Bocciata una riforma forte, promosso un governo impotente
C’erano molte buone ragioni per votare “sì” alla riforma costituzionale prodotta dalla maggioranza Berlusconi. Chi dice che questa Costituzione è una buona Costituzione non dice la verità. Essa è nata nel clima politico successivo alla Seconda guerra mondiale e alla fine dei fascismi, e, poiché il fascismo era sorto con un colpo di Stato fatto da un presidente del Consiglio in carica, l’idea fu quella di dare tutti i poteri al Parlamento e di non legiferare sui rapporti tra Parlamento e governo. In Francia una Costituzione analoga a quella italiana fu cancellata dall’avvento al potere del generale De Gaulle, che fondò la V Repubblica, quella che ha permesso al paese di comportarsi come una grande potenza, nonostante non ne avesse i titoli né sul piano economico né sul piano militare. La nostra riforma cambia la Carta fondamentale italiana nella medesima direzione.

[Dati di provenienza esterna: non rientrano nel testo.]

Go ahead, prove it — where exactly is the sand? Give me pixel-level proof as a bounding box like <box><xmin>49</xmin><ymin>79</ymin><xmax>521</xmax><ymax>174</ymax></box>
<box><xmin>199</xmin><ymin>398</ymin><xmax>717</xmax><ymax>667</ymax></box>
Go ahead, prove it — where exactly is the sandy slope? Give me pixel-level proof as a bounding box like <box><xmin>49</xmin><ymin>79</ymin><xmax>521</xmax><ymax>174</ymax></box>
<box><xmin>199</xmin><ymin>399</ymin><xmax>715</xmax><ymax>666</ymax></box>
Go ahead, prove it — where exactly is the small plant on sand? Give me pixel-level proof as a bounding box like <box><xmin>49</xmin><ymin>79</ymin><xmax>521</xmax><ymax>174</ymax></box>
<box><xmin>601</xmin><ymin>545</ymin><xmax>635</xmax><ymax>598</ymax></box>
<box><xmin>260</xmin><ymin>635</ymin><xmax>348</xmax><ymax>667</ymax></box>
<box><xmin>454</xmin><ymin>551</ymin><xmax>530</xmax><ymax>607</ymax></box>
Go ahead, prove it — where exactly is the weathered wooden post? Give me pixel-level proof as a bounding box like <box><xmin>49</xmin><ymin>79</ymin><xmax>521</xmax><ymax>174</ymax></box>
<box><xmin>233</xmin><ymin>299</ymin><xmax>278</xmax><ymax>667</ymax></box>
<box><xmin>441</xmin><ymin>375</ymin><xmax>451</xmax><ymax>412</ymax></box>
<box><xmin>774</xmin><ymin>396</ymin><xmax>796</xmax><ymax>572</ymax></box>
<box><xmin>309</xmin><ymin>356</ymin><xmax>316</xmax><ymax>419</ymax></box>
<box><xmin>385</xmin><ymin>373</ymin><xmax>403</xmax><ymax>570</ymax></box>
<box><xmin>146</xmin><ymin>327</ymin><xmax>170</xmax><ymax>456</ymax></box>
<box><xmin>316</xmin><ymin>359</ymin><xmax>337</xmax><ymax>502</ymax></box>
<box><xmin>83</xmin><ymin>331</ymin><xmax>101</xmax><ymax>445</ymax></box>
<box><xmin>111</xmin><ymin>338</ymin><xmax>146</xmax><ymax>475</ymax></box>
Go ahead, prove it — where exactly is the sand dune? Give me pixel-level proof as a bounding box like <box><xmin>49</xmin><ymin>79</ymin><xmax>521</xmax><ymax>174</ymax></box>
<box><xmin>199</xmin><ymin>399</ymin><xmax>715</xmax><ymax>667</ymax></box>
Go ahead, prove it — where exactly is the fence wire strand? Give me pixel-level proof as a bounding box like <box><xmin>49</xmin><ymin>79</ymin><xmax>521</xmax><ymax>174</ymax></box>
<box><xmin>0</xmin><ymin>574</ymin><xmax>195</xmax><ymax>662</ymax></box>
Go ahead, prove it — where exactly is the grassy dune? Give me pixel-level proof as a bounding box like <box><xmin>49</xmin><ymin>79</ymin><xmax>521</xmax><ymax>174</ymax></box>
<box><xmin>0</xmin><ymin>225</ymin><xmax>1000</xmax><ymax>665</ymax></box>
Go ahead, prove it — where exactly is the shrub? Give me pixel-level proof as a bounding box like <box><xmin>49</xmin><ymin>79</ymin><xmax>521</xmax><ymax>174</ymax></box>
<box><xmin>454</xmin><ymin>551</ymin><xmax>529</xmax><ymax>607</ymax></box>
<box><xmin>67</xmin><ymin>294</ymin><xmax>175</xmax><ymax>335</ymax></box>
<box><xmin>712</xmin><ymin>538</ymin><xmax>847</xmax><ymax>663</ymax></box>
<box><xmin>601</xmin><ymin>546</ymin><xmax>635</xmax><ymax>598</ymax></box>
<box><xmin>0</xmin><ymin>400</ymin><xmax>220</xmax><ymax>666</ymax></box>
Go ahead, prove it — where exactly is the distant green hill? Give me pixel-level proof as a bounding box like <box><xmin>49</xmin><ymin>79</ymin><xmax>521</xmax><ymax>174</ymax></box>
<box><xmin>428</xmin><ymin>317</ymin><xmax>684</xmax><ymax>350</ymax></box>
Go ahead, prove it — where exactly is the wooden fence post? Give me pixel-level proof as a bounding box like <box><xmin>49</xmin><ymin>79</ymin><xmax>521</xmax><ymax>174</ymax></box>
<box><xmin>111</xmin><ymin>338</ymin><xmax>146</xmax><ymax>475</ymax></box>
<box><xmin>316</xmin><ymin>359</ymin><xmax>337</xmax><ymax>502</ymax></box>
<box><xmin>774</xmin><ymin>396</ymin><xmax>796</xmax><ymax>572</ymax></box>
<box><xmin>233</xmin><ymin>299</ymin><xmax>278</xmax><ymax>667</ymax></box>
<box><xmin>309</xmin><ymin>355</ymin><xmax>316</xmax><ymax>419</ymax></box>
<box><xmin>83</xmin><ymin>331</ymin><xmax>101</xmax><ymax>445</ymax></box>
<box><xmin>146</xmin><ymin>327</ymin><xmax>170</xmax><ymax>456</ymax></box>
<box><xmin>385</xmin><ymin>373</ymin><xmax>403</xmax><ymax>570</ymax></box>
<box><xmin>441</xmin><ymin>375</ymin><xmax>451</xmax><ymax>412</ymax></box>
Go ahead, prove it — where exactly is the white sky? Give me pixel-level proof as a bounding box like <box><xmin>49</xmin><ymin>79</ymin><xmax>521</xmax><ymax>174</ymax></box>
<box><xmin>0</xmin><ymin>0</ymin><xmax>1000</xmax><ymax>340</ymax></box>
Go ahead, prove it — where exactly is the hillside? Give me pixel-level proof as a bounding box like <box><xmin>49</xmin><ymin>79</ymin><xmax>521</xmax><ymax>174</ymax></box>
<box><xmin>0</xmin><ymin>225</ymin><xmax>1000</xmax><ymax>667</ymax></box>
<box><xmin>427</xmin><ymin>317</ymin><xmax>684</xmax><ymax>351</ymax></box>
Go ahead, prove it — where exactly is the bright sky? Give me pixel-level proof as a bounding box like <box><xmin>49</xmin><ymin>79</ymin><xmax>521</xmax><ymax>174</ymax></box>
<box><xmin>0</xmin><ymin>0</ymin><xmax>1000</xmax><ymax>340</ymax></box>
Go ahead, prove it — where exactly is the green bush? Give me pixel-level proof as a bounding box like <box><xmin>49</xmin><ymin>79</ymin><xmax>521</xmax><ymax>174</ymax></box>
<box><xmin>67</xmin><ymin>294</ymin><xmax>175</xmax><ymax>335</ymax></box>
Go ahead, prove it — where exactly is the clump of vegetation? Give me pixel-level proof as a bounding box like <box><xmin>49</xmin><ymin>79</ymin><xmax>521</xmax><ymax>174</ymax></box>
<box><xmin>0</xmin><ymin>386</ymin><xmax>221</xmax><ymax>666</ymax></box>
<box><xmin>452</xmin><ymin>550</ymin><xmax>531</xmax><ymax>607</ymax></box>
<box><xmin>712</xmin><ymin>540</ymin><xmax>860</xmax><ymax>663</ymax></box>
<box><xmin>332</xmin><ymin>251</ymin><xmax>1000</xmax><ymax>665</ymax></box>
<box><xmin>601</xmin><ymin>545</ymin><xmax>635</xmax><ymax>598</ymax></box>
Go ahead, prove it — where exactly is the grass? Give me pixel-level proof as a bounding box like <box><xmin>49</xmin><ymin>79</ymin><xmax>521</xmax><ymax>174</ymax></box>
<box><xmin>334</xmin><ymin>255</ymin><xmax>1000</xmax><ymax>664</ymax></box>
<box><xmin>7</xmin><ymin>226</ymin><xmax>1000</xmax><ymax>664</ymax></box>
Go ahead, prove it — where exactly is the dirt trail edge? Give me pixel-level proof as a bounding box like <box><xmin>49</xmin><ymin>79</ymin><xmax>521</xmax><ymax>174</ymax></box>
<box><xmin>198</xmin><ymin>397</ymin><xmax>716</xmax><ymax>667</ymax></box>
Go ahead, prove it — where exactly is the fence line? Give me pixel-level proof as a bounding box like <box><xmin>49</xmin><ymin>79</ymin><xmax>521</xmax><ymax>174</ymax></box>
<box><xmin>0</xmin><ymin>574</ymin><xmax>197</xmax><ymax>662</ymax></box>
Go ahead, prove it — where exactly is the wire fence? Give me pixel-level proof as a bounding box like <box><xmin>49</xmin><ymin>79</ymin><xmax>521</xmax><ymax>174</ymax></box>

Ma, come ha detto Berlusconi, occorreva dire “sì” anche per dire “no” a Prodi. Il governo Prodi si rivela a un tempo impotente e autoritario: come ogni governo di sinistra aumenta le tasse in molti modi, dalla revisione del catasto ai ticket sanitari, dalla tassazione delle rendite alla rimodulazione dell’Irpef. Blocca le grandi opere (a cominciare dalla Tav in Val di Susa), fa dell’Italia uno spazio aperto abrogando di fatto le leggi del governo Berlusconi e aprendo indiscriminatamente le porte all’immigrazione clandestina, rendendo incontrollato il permesso di soggiorno, rivedendo i Cpt. Nulla è previsto per rimuovere i veti delle regioni rosse ai rigassificatori. Nessuna misura è stata enunciata per ridurre la spesa pubblica.
Il governo di sinistra intende colpire proprio quella parte della società italiana fatta di piccole e medie imprese e iniziative individuali o collettive su cui si fonda l’economia del paese. La riduzione del cuneo fiscale beneficerà qualche grande industria ma è destinata a pesare poco proprio su quelle piccole e medie. Il governo esprime l’alleanza tra i poteri forti (finanziari, industriali, burocratici) e la potenza d’urto della magistratura allo scopo di produrre un regime in cui tutto ciò che di creativo è nella società italiana deve essere oppresso e conculcato. Non a caso rinasce la questione settentrionale, sorta negli anni Novanta proprio per la pressione della partitocrazia su quella parte produttiva dell’Italia su cui si basava la competitività internazionale del sistema. Avendo prevalso il “no”, la linea burocratica e statalista unita alla pressione in senso radicale della sinistra antagonista porterà il nostro paese a una grave crisi. Quella spinta alla crescita data al sistema Italia dal governo Berlusconi sarà interamente cancellata. Se Berlusconi ha drammatizzato il voto sulla riforma costituzionale, è perché il governo è veramente una minaccia per il futuro del paese: il successo del “no” sarà una licenza per un governo che fa male.